取り付けの際に用いられる専用の装置は、レーザー光が照射されシューズソール側にペダル軸の位置を再現できる。クリートにはめ込む専用ディスクには角度が記録されており、カカトからの距離と角度を測定できる仕組みだ。
寸分の狂いなくクリート位置の調整を行うことにより、身体のフォーマンス向上、筋肉や骨に関わる問題を解決することができる。
フィッティング結果 ロード
結論からいうと、現在のポジションから1mmの変更もなかった。これは今乗っているポジションが適していた事を意味する。RETULで算出した値をそのまま流用している。この値は、2018年の11月に測定した値だ。idmatchの結果も寸分の狂いなく同様の値が出たことは興味深い。
- サドルとハンドルバーのリーチ(d):625mm
- サドルの高さ(a):668mm
- サドルのセットバック(b):175mm
- サドルとハンドルバーのドロップ(c):-74mm
- 実質サドル角(g):74.8°
BRP(Biomechanical Reference Point)は全てのサドルに共通した基準で、サドル幅が70mmになるポイントを指している。BRPとBBセンターがサドル高さになる。idmatchではBRPを元にサドルのセットアップに必要なすべての数値を表現している(サドル高、セットバック、サドルとハンドルバー間の距離と落差) 。

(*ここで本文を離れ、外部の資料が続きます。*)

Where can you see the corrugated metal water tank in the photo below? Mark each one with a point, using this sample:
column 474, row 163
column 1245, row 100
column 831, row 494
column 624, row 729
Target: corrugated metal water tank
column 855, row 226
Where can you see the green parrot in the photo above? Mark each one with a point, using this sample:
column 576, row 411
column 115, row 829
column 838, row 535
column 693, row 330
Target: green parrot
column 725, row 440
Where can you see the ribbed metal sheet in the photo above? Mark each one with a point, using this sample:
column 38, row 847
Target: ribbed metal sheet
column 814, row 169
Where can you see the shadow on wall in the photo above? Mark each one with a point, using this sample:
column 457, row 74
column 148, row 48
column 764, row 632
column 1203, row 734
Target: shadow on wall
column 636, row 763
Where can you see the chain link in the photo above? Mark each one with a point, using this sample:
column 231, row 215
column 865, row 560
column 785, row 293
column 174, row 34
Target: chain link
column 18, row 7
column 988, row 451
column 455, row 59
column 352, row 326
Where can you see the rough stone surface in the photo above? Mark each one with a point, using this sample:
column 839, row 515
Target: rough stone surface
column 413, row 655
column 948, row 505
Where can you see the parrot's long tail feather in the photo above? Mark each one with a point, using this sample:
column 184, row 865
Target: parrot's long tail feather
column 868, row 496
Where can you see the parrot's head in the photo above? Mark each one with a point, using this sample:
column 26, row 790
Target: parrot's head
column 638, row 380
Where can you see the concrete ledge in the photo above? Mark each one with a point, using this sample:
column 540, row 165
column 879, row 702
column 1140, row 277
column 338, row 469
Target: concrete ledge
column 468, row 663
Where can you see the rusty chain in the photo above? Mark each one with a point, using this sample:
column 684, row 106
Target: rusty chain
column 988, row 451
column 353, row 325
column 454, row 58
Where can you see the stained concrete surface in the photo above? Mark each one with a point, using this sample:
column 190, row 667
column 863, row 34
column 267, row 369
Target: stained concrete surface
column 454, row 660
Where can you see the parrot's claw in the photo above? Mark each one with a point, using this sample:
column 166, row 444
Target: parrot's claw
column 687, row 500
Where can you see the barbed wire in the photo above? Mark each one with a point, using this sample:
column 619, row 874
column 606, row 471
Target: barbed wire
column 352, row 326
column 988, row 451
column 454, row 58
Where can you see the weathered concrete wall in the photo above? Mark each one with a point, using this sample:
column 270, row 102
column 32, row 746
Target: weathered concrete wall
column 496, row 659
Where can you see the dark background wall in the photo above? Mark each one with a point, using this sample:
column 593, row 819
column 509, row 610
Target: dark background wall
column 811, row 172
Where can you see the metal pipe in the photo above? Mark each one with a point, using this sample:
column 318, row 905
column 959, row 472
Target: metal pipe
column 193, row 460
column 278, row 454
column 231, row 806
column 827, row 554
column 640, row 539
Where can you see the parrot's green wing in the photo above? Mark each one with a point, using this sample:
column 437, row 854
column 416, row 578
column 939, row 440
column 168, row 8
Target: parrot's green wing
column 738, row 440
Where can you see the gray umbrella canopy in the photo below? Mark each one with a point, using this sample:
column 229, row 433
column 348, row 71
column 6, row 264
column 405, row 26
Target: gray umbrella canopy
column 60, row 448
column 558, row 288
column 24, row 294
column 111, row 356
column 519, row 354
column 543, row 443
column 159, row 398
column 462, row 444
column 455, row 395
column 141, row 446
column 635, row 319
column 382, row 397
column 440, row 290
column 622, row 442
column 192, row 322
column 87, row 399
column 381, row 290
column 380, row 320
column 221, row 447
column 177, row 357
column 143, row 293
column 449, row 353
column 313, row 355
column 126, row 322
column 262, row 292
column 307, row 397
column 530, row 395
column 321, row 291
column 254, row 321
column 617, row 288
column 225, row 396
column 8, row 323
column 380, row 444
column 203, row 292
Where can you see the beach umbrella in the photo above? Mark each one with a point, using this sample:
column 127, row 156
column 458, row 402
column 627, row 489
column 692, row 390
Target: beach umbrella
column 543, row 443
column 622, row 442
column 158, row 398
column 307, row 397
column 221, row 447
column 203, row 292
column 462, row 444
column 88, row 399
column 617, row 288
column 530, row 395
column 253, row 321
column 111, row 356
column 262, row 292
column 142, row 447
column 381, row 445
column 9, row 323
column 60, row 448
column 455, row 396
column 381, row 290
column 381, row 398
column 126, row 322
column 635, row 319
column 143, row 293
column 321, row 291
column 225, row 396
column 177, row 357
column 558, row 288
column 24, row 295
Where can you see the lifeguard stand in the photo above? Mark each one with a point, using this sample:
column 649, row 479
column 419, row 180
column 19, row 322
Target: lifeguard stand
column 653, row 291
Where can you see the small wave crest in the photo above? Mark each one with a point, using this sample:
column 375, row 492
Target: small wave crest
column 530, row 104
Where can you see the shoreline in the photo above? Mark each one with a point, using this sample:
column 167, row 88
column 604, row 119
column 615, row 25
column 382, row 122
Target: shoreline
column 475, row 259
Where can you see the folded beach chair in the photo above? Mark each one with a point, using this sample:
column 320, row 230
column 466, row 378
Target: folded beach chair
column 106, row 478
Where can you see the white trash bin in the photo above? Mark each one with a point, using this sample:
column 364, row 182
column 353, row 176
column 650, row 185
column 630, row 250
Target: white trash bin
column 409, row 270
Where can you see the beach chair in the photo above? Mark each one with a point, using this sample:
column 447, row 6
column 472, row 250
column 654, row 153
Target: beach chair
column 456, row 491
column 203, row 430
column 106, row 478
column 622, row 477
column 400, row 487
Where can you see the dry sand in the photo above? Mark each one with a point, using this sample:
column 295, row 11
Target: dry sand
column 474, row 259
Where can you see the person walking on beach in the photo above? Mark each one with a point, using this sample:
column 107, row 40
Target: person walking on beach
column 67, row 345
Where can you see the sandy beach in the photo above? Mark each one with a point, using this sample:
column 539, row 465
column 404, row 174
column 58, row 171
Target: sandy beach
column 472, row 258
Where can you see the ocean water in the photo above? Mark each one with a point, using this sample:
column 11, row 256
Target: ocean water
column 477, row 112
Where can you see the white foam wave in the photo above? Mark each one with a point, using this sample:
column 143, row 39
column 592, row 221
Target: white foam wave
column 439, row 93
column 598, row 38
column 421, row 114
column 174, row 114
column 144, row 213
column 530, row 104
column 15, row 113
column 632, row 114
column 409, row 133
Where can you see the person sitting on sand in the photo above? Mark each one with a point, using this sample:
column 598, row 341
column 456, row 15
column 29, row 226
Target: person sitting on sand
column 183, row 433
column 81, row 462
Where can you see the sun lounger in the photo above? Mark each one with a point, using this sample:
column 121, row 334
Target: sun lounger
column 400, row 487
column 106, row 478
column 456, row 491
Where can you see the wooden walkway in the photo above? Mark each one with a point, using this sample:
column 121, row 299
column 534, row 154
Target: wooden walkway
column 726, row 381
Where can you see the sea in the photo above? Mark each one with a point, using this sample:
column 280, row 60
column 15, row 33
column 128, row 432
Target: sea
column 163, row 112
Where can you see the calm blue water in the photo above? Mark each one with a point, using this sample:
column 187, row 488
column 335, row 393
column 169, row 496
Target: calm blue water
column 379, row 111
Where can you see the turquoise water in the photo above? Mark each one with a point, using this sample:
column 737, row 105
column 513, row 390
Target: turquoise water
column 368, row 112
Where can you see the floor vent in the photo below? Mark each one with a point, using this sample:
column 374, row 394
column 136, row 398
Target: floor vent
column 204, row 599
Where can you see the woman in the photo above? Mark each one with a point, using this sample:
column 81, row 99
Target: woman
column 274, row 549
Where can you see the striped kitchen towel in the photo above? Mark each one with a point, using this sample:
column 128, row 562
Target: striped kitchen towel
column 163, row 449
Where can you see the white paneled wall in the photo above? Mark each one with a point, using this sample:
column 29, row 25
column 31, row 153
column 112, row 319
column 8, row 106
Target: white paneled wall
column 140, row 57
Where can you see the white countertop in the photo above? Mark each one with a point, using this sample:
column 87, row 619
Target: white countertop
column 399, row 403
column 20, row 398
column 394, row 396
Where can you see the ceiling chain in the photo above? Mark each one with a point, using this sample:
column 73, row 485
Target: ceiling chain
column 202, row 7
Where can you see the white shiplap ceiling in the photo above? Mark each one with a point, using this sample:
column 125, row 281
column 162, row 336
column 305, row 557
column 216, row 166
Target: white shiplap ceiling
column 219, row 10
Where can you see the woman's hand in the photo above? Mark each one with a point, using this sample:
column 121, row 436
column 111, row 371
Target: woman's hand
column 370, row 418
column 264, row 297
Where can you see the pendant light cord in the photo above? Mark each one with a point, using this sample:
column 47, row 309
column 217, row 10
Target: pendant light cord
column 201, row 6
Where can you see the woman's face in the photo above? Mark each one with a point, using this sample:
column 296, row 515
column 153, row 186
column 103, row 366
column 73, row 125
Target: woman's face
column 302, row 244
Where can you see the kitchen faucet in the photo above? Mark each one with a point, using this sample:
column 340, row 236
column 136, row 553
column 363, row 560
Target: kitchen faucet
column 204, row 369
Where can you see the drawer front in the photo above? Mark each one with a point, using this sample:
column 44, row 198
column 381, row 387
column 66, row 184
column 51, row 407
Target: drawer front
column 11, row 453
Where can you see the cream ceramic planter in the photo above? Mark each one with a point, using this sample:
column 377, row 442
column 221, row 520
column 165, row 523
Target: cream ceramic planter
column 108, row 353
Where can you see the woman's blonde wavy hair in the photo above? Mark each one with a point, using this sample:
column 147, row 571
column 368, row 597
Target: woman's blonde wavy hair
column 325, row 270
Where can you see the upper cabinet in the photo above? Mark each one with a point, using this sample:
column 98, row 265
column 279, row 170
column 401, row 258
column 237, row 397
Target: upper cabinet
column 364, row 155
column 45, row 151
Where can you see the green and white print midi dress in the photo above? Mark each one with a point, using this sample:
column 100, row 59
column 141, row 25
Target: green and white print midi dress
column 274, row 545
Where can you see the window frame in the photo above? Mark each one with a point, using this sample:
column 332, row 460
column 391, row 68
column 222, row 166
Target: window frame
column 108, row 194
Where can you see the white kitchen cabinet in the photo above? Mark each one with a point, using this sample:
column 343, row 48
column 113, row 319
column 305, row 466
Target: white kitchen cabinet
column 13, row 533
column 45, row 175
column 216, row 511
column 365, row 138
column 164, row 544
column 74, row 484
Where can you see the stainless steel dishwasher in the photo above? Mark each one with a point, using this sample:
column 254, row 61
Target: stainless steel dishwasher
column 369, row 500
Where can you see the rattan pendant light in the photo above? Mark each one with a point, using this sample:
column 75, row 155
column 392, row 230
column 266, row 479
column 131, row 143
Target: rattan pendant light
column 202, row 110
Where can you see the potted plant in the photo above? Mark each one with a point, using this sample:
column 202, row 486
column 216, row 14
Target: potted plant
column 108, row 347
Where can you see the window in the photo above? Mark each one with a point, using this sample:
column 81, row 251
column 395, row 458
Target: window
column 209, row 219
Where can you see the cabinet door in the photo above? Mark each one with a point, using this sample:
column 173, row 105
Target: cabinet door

HBとは、ハンドルバーとステムの交差点だ。HBポイントを基準にすれば、バイクフィッティングで導き出された数値を正確に反映できる。
フィッティング結果 シクロクロス
- サドルとハンドルバーのリーチ(d):632 mm
- サドルの高さ(a):643mm
- サドルのセットバック(b):182mm
- サドルとハンドルバーのドロップ(c):-14mm
- 実質サドル角(g):73.6°
ロードとシクロクロスのポジション比較
ロードとシクロクロスのポジションは全く違う。
今回、一度にロードとシクロクロスのポジションをidmatchのシステムで測定し算出した。ロードを基準にしたシクロクロスのポジション変化は以下の通りだ。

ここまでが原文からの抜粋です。